The BOJ pledged in April to inject some $70 billion a month into the economy to meet a target of 2 percent inflation in two years. Some economists have said they expect the BOJ to deliver more easing measures as early as next spring, to keep the nascent recovery on track.
Even after Tuesday's announcement of the massive stimulus package, the yield on the benchmark 10-year JGB fell 1 basis point to 0.645 percent on Wednesday, its lowest since May 10.
"You would never get these yield levels from a fundamental perspective," said Shogo Fujita, chief Japan bond strategist at Bank of America Merrill Lynch in Tokyo.
"We finally got the consumption tax hike, but we still have fiscal issues. Fundamentals are still pointing to higher yields in Japan, and the only thing keeping yields at these levels is the central bank," he said.
On Wednesday, as part of its normal bond-buying operations, the BOJ offered to purchase some 300 billion yen of JGBs maturing in one to three years, 350 billion yen of JGBs maturing in three to five years, and 400 billion yen of JGBs maturing in five to 10 years.

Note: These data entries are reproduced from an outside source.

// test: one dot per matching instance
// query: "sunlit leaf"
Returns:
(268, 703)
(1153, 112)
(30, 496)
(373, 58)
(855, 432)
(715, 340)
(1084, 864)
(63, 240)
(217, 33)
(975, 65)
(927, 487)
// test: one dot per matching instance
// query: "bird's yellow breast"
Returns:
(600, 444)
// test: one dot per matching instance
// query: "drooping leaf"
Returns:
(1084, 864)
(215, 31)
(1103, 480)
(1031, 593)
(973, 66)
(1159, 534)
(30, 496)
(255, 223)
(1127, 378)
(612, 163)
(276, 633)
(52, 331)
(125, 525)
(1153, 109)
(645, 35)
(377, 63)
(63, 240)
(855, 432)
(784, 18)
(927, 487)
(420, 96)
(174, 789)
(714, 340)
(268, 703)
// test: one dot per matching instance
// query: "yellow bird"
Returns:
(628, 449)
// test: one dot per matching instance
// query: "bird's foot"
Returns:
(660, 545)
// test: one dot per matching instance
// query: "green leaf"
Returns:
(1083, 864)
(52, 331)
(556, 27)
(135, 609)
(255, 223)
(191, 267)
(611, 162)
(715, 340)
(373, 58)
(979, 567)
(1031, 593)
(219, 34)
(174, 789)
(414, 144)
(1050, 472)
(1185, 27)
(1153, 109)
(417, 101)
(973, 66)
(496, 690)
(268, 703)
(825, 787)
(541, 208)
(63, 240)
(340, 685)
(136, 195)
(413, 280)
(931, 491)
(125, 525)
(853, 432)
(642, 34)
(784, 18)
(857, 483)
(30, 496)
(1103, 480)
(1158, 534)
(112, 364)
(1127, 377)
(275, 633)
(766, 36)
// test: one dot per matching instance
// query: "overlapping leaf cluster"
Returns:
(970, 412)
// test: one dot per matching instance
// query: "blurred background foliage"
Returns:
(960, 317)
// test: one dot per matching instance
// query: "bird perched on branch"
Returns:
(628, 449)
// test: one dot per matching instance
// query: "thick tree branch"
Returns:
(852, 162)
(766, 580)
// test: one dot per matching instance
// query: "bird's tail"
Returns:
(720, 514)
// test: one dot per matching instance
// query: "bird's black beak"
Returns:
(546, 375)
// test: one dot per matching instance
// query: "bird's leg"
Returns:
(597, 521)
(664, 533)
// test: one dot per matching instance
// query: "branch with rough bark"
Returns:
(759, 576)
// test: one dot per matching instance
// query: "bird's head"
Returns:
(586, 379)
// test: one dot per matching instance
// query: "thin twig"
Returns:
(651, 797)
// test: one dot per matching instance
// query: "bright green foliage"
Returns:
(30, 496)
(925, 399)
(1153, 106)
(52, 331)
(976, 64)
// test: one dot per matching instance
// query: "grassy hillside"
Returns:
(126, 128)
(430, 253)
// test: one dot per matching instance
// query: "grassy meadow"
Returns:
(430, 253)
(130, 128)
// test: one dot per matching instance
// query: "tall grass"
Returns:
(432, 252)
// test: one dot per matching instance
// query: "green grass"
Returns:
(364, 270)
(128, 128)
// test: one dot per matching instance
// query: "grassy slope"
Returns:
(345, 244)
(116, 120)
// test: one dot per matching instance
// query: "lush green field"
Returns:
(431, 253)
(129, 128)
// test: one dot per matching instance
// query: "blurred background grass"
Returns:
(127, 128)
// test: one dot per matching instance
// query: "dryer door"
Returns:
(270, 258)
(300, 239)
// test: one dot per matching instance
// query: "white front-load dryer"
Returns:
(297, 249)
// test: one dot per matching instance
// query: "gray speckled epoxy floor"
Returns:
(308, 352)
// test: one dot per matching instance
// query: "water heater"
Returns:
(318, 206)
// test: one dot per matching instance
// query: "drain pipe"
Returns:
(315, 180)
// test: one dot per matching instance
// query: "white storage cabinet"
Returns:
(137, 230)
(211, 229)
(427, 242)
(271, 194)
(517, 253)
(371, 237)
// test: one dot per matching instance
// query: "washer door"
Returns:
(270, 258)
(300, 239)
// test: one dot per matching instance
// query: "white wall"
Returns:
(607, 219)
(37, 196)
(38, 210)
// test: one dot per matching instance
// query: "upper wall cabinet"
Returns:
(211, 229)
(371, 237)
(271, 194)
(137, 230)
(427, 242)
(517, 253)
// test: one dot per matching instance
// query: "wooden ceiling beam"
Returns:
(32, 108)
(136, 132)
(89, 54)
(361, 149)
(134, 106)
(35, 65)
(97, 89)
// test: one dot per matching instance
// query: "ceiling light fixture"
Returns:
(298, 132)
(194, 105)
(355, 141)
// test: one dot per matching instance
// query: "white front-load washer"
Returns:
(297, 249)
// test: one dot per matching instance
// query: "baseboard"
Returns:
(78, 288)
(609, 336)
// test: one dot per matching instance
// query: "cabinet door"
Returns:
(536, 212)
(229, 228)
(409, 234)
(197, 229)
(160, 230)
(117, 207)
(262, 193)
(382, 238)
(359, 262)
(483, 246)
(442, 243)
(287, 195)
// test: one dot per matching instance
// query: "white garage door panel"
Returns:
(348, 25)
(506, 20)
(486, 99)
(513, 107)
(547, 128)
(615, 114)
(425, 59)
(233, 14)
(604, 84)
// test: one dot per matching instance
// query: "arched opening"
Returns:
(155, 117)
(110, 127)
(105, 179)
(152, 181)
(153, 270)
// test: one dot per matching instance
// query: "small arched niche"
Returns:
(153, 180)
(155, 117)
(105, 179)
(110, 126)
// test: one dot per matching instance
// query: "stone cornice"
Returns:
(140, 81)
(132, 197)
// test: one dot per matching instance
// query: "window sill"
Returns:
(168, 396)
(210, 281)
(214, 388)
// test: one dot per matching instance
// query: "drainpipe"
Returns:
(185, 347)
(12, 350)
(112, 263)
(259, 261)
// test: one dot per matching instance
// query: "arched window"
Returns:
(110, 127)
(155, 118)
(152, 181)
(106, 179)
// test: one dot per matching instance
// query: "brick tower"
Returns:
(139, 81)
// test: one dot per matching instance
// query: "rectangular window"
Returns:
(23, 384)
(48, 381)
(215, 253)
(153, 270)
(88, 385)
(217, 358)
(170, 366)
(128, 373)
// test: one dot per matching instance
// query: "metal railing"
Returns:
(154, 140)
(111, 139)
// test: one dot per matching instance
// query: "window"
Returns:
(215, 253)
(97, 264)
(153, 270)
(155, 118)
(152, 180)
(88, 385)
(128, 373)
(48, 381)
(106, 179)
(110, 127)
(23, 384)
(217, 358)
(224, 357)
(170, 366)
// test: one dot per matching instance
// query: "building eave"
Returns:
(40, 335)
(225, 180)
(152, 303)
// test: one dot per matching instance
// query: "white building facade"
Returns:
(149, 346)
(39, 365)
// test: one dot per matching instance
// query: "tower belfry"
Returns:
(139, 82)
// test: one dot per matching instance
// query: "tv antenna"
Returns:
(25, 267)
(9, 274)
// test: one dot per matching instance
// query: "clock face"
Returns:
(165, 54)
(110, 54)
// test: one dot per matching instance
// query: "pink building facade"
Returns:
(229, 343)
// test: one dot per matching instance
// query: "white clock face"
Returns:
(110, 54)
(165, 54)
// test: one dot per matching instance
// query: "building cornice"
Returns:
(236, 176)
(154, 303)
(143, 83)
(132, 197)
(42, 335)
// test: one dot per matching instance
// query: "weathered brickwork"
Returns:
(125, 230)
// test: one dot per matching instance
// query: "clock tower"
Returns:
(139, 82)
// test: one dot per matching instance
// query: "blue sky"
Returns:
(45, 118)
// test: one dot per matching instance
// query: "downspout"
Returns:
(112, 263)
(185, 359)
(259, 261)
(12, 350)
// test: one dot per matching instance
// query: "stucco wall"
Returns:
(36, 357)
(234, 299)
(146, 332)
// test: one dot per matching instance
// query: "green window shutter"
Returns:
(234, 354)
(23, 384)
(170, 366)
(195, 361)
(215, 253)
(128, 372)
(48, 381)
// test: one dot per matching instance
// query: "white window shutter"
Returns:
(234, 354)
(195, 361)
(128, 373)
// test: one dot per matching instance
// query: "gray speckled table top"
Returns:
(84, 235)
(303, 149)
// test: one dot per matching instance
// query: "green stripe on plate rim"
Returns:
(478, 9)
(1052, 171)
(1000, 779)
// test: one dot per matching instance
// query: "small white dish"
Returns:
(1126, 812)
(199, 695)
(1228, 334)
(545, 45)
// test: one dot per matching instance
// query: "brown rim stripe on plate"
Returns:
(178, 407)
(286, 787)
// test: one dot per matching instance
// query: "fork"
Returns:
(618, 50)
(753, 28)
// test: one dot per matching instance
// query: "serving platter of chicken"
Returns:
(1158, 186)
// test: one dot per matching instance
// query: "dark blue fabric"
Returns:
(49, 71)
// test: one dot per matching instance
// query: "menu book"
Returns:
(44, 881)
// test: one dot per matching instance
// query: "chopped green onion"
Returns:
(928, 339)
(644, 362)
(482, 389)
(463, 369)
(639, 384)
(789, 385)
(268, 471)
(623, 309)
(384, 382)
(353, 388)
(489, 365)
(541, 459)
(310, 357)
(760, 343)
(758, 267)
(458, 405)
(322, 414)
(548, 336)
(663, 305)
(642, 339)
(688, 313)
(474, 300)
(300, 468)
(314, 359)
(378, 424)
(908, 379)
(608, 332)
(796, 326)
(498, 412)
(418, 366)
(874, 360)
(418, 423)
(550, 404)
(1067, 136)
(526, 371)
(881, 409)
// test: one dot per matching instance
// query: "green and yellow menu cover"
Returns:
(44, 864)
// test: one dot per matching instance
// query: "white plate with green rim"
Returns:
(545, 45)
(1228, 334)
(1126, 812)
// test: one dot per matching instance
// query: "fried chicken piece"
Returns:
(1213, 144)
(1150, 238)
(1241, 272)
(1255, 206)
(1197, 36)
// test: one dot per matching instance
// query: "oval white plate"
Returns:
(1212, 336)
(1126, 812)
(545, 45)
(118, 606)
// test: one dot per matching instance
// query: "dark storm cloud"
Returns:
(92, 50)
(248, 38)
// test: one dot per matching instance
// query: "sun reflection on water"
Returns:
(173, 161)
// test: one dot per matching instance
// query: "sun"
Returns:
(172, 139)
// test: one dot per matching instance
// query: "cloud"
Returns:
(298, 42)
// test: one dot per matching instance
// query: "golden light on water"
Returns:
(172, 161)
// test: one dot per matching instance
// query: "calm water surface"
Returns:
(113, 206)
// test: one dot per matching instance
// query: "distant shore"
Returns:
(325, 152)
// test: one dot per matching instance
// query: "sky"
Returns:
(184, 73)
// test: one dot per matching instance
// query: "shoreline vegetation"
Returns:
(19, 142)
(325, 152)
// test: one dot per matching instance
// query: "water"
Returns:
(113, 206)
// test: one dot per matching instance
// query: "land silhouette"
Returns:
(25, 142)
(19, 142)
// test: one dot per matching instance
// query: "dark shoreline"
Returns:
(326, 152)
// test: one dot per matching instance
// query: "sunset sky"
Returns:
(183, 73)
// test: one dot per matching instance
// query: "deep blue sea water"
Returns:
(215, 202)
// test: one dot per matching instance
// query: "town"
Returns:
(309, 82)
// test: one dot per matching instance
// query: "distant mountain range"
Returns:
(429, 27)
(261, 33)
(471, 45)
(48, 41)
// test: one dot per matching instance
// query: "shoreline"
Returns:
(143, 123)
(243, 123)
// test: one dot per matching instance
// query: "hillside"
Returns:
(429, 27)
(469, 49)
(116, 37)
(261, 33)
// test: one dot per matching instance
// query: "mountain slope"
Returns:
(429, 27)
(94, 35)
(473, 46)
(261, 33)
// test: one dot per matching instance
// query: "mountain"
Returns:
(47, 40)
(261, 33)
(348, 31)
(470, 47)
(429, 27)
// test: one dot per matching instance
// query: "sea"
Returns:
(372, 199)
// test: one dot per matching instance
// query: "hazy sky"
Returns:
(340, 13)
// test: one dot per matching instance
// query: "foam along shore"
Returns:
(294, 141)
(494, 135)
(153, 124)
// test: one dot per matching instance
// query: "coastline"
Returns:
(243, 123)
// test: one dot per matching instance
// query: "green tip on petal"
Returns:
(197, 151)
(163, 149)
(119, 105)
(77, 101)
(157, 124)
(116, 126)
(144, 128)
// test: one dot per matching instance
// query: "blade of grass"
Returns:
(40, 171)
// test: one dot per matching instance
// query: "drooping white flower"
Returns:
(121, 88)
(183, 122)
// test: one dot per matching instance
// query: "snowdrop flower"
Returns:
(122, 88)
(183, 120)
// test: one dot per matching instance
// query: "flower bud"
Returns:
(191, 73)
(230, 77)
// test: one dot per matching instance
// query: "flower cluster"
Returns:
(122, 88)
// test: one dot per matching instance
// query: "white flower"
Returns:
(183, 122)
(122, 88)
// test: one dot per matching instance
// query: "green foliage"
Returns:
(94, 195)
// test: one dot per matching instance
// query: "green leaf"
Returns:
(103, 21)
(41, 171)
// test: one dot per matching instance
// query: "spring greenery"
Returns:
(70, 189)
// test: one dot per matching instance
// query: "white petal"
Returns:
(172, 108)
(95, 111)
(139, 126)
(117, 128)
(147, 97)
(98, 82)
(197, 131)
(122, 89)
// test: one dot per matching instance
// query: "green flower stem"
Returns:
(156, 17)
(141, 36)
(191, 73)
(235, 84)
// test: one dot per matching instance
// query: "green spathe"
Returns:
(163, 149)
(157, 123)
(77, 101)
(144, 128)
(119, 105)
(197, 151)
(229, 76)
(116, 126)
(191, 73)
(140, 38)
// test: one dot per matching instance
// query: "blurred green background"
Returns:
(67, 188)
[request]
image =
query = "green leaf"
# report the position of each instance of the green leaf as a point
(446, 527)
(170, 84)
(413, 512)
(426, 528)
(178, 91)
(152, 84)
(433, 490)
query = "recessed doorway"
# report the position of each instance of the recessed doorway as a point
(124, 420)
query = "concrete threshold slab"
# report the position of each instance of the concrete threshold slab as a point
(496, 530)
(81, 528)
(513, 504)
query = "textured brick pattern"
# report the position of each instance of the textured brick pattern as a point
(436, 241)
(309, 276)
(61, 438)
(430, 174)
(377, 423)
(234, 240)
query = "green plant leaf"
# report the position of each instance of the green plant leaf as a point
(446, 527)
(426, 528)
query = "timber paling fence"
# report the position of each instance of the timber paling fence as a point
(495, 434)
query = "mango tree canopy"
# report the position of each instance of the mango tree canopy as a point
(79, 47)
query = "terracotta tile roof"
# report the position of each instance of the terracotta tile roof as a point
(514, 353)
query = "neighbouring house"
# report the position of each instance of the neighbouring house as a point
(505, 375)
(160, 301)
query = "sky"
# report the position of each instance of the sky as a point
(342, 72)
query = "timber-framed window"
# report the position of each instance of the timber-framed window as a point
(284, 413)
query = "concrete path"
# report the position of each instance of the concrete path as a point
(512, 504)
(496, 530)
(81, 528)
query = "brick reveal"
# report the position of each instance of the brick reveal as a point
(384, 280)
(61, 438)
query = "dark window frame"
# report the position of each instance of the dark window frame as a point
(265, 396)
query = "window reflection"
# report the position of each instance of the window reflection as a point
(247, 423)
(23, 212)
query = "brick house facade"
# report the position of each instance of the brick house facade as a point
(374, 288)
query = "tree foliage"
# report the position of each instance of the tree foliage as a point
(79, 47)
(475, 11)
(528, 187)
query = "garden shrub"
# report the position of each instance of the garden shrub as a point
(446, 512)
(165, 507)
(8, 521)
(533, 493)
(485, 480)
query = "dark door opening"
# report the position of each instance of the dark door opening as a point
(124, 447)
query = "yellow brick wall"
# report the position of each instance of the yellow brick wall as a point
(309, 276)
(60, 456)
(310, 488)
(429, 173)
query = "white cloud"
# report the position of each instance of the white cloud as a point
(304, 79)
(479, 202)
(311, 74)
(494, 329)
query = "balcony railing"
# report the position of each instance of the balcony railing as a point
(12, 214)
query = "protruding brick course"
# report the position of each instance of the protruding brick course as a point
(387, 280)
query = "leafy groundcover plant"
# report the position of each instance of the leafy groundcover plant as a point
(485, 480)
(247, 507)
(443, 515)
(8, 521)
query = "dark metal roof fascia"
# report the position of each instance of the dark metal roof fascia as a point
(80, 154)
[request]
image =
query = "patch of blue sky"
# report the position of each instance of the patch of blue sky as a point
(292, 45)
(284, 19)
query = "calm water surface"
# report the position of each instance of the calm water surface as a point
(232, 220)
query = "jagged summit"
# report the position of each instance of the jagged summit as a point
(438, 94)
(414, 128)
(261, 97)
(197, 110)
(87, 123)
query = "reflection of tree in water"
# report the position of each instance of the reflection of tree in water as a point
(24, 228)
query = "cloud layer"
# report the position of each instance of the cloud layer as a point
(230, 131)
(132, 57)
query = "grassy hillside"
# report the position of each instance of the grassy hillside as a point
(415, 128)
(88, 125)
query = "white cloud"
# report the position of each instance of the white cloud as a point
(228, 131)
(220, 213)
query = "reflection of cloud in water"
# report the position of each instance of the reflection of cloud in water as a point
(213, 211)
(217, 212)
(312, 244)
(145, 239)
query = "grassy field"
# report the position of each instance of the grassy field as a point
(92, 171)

"All things being equal, if you take out the BOJ from the equation, yields should be at least 120 basis points higher on the 10-year, according to our rates model," Fujita said.
The BOJ's nine-member policy board will hold a regular meeting on Thursday and Friday, at which it is widely expected to stand pat. Governor Haruhiko Kuroda is likely to welcome the sales tax hike, which he had publicly supported as a first step in tackling Japan's huge public debt.
Ten-year JGB futures ended morning trade up 0.09 point at 144.32, with foundering stocks also supporting bond market sentiment.
The Nikkei stock average slipped 0.7 percent, as the previous session's stimulus announcement offered little impetus for fresh buying. The dollar slipped about 0.1 percent to 97.89 yen, moving back toward a one-month low of 97.48 yen hit on Monday.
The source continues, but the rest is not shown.